The company that owns KFC is trying to dispel rumors that it genetically modified its meat and manufactured an eight-legged, six-winged chicken to serve to customers.
Yum Brands, which owns China’s largest fried-chicken chain, said in a statement Monday that it has sued three companies there that have been spreading false rumors on social media — among them that the restaurant delivered maggot-infested food and created a deformed chicken. It wants $242,000 and an apology from all three defendants…
KFC, which has more than 4,600 restaurants in China, has been fighting for its reputation for years. In 2012, Chinese media outlets reported that a KFC supplier had been using growth hormones and antibiotics to grow larger chickens…The accusations spurred fears about the country’s food safety. Then last year, KFC, along with McDonald’s and Pizza Hut, had to apologize to customers after a supplier was caught on video violating safety regulations — picking up meat from the factory floor and tossing it into mixers and touching meat on the assembly line with bare hands. There were also complaints that the meat was expired.

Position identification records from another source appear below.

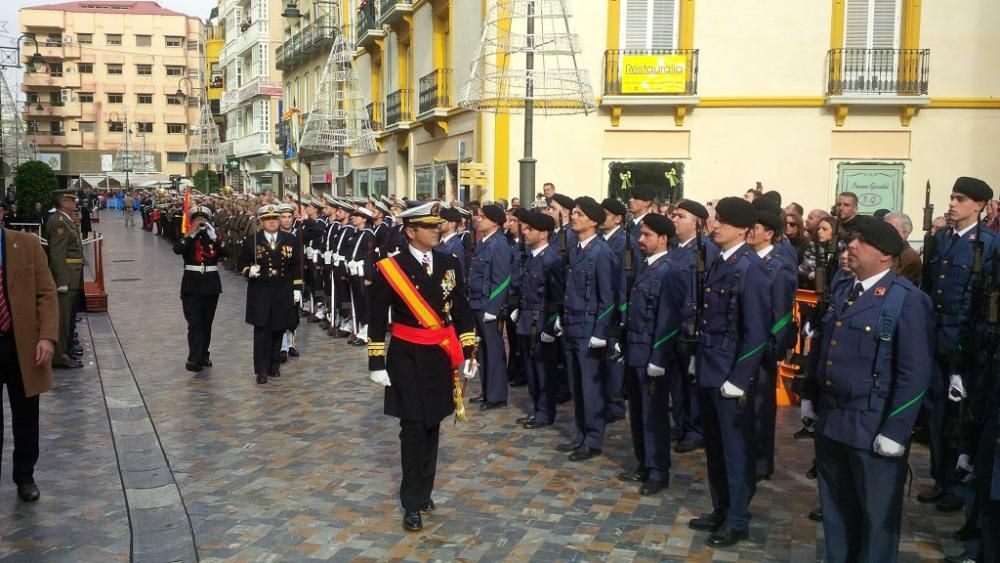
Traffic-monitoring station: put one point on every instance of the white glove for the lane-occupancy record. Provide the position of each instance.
(956, 391)
(888, 448)
(381, 377)
(806, 411)
(469, 369)
(730, 391)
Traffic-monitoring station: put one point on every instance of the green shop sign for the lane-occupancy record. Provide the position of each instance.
(878, 185)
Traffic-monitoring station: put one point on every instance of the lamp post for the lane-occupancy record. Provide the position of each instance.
(10, 57)
(127, 159)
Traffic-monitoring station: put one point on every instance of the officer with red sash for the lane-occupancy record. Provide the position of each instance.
(433, 342)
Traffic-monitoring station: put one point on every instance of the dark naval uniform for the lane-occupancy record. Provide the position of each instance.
(200, 289)
(870, 377)
(271, 306)
(420, 371)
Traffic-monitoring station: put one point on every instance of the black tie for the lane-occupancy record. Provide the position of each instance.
(855, 293)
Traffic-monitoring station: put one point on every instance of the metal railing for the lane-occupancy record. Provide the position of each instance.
(375, 115)
(878, 71)
(673, 73)
(435, 90)
(397, 107)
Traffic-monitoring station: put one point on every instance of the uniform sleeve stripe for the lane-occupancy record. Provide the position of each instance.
(500, 289)
(749, 354)
(908, 404)
(672, 334)
(782, 323)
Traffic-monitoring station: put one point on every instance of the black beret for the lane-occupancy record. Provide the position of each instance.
(973, 188)
(563, 200)
(539, 221)
(644, 192)
(694, 208)
(614, 207)
(591, 209)
(879, 234)
(736, 211)
(659, 224)
(451, 214)
(494, 213)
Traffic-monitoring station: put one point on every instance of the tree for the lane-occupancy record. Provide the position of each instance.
(36, 183)
(213, 181)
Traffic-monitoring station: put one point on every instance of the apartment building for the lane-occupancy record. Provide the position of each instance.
(253, 91)
(108, 64)
(702, 98)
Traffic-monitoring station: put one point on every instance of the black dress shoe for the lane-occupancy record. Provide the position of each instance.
(949, 503)
(568, 447)
(931, 495)
(710, 522)
(688, 446)
(412, 522)
(637, 476)
(28, 492)
(487, 405)
(726, 537)
(650, 488)
(584, 453)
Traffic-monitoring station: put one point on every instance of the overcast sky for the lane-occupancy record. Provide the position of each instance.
(9, 22)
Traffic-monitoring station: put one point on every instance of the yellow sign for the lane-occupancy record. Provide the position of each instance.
(654, 74)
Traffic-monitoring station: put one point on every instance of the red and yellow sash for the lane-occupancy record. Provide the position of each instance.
(434, 331)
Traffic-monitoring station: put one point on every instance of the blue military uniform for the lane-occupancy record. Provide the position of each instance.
(859, 398)
(655, 316)
(588, 310)
(542, 287)
(489, 282)
(734, 334)
(783, 280)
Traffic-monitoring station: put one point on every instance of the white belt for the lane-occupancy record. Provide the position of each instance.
(201, 269)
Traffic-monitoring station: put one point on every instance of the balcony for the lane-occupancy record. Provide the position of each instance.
(375, 115)
(369, 29)
(878, 77)
(394, 10)
(397, 110)
(314, 38)
(250, 145)
(435, 94)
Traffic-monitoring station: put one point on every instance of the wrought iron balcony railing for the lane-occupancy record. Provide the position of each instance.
(435, 90)
(397, 107)
(902, 72)
(658, 72)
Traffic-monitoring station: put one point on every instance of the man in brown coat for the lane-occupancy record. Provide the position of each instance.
(29, 328)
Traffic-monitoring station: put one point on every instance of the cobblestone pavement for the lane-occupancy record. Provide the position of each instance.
(306, 467)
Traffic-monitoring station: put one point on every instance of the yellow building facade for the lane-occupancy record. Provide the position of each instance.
(108, 64)
(809, 98)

“When I saw that, I said, ‘Uh-oh, here’s six to nine months of problems,’” Yum chief executive David Novak told investors at the time…
KFC’s China CEO Qu Cuirong said in a statement that it is difficult for companies to guard against falsehoods, because it’s hard to get evidence, the Associated Press reported. “But the stepped-up efforts by the government in recent years to purify the online environment, as well as some judicial interpretations, have offered us confidence and weapons,” she said.
Even though physical, scientific evidence is easy to produce – especially when accusers have nothing to offer other than “what-ifs” and “maybes” – you still run the risk of know-nothings simply picking up and running with the headlines from low-lifes pretending to be investigative journalists.
We all know a few folks who will believe those headlines because it fits their view of the world around them.